Pahad was born in Schweizer-Reneke in what was then the Transvaal Province.[2] He was an alumnus of both the University of the Witwatersrand (Wits) and the University of Sussex. He started his academic career with a Bachelor of Arts degree in political science at Wits. At the University of Sussex, he completed a Master of Arts in African politics as well as his PhD in history. The title of his thesis was "The Development of Indian Political Movements in South Africa 1924 – 1946." He was the brother of Aziz Pahad.
His political career began in 1958 when he became a member of the Transvaal Indian Youth Congress. In 1962, Pahad was arrested for organising an illegal strike, following the banning of the African National Congress. In December 1964, Pahad was banned for five years and went into exile. While in exile, Pahad became more actively involved with the ANC and the SACP. He represented the SACP on the editorial council for the World Marxist Review.[3]
After the 1994 South African general election, Pahad served as the Parliamentary Counsellor to then-Deputy President Thabo Mbeki. He was appointed the Minister in the Presidency after the 1999 general election. In 2000, it was reported that at a closed session of the ANC's governance committee Pahad tried to squash an inquiry into corruption in the Arms Deal, an accusation that Pahad denied despite numerous reports to the contrary.[4]
Pahad was also involved in raising R1.55 million from corporate sponsors to hire Ronald Suresh Roberts to write a biography of then President Mbeki.[4]
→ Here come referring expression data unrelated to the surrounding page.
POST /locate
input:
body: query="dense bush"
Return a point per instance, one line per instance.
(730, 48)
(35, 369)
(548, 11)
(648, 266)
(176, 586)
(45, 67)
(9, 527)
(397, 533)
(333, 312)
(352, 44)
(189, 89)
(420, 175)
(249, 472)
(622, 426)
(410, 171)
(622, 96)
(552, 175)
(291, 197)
After Mbeki's resignation as President of South Africa in September 2008, Pahad submitted his resignation as Minister.[5] [6]
Pahad was a member of the Organising Committee of the 2010 FIFA World Cup held in South Africa, and claimed in 2008 that South African whites wanted the event to be a failure. An independent survey by Human Sciences Research Council (HSRC) reported in January 2010 that South African whites in fact generally supported the event.[7]
Pahad was filmed attending the wedding of Vega Gupta and Aakash Jahajgarhia an event which sparked the so-called Guptagate scandal in South Africa.
Pahad was the board chairman of South Africa/Mali Timbuktu Manuscripts Trust as well as chairman of the board of trustees for the South African Democracy Education Trust, and a member of the national executive committee of the African National Congress.[2] After leaving government in 2008, Pahad launched a South African monthly (later quarterly) journal named The Thinker,[8] which was later taken over by the University of Johannesburg in 2019.
Pahad died of cancer on 6 July 2023, at the age of 84,[9] [10] and his funeral was attended by a number of high profile ANC figures, including Acting President of South Africa Paul Mashatile.[11] [12] [13] He was buried alongside Jessie Duarte and Ebrahim Ebrahim.[13]